A Q&A with David Dolcini

Some of the most prolific designers are born into a long line of creatives, that’s the case for David Dolcini. Coming from three generations of carpenters, Dolcini has cultivated his signature refined, industrial style through his family history as well as his professional education. Upon completing his studies at Milan Polytechnic in 2004, Dolcini dove head first into the design world and became the project manager for Luceplan. He later worked for A00-Architecture in Shanghai and eventually returned to Italy in 2007 to open his own studio. He has collaborated with Panasonic, Porada, Galassia, and TossB to name a few.

What is a typical work day for you?

There’s no typical work day: my job consists of intensive product development periods, craftwork, prototyping phases, meetings and business trips - all interspersed with constant research and design processes. This depends on the period of the year, the presence of events or fairs, the imminent presentation of a project and so on.

My work aims to investigate the relationship between complexity and simplicity, in search of that magic that only the delicate play of balances between these two elements can recreate.

How could you describe the philosophy behind your work?

My work aims to investigate the relationship between complexity and simplicity, in search of that magic that only the delicate play of balances between these two elements can recreate.

When designing a product, I work hard to balance all of the components: The materials, production, cost, technical, form and function. The result is a simple, linear object on the surface, brimming with complexity.

You have your own studio - Can you share the story of it?

I opened my own firm david dolcini STUDIO in 2007. It deals primarily with product and industrial design, interiors and exhibit design and art direction. I collaborate with Italian and International brands like Luceplan, Triennale di Milano, Panasonic, Riva1920, Porada, IED, Galassia and TossB among others.

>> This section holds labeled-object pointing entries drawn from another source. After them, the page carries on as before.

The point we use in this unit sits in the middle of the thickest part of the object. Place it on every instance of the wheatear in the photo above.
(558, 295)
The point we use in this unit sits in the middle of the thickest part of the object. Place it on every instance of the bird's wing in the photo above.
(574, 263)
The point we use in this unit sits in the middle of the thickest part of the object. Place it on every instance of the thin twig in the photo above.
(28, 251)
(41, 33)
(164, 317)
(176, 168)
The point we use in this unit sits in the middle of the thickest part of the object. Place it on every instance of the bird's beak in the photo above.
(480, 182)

Ten years ago, I opened my own studio, near Milan, that is the operating center of my activity, with a laboratory where I develop and realize my own prototypes. In 2012, I opened my second office in Valencia, Spain.

Your studio has recently designed lamps like Garbi and Bow. What is most important for you while designing lighting pieces?

For all my projects, including the designing of lighting pieces, the balance between the complexity of the project and the apparent simplicity has a very important role. The complexity of the production process with the shape of the product, the light and the surrounding environment and the simplicity of the harmonious impact the product has on the spectator.

What is essential during the design process? Is it being experimental or innovative? What is the goal in the beginning of every project?

I was born to a family with a long craft tradition; three generations of carpenters. Thanks to that and to my educational and professional process (Milan Polytechnic Masters degree, project manager for Luceplan and being the consultant for important design firms in Milan), I developed an analytic, modern design method and approach that allowed me to acquired a deep knowledge of industrial production technologies.

All my products are the result of a strict process that starts with preliminary research and the creation of a feeling that becomes sketch idea, then passes through prototypes, and finally ends in production.

Mirage for Karboxx

"My first idea was to enclose a strong dynamism within an timeless object, elegantly proportioned and with a female silhouette. I was looking for a romantic atmosphere."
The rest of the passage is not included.